There’s a big difference between your gross income and your net income. Your gross income is the money you earn each month before taxes are removed. Your net income is that same income after taxes are removed.

No surprise, your net monthly income is usually much lower than your gross monthly income.

When it’s time to buy a house, though, which figure should you use when deciding how much home you can afford?

This is an interesting question. When you apply for a mortgage loan, your lender will rely on your gross monthly income to determine how many mortgage dollars to lend to you. This doesn’t mean, though, that you should rely on gross income to determine how much of a house payment you can comfortably afford each month.

Look at it this way: Your net monthly income is your realistic income. This is how much money you are bringing into your house each month. If you want to make sure that you can afford a monthly mortgage payment of $1,500, $2,000 or $3,000, it’s more realistic to consider how much of your actual take-home pay your mortgage payment will consume each month.

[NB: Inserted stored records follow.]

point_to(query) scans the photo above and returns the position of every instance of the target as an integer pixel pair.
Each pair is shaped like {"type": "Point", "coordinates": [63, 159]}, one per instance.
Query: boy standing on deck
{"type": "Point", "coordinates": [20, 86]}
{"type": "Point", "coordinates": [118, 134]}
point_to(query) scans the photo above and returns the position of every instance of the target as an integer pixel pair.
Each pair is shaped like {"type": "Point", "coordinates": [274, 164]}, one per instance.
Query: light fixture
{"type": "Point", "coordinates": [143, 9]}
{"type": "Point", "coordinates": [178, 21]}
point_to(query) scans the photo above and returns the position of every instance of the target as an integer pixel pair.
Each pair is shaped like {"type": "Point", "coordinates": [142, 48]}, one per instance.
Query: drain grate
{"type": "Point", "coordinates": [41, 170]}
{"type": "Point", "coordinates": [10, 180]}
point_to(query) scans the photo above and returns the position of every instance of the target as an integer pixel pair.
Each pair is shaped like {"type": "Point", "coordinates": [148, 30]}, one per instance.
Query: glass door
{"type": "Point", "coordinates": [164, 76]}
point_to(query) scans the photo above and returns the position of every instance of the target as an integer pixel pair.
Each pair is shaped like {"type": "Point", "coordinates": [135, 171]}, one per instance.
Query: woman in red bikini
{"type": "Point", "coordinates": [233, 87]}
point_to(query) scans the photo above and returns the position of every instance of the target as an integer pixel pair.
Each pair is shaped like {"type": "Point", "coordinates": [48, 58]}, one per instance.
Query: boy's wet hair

Here’s another tricky matter: Most mortgage lenders today say that your total monthly debt – including your mortgage payment – should total no more than 43 percent of your gross monthly income. Again, that’s your income before taxes are removed.

Are you comfortable with monthly debts that consume that much of your gross monthly income? Maybe. But if you don’t want to struggle each month to pay your mortgage payment – not to mention all your other monthly bills – it makes more sense to look at your net monthly income when determining how much home you can afford.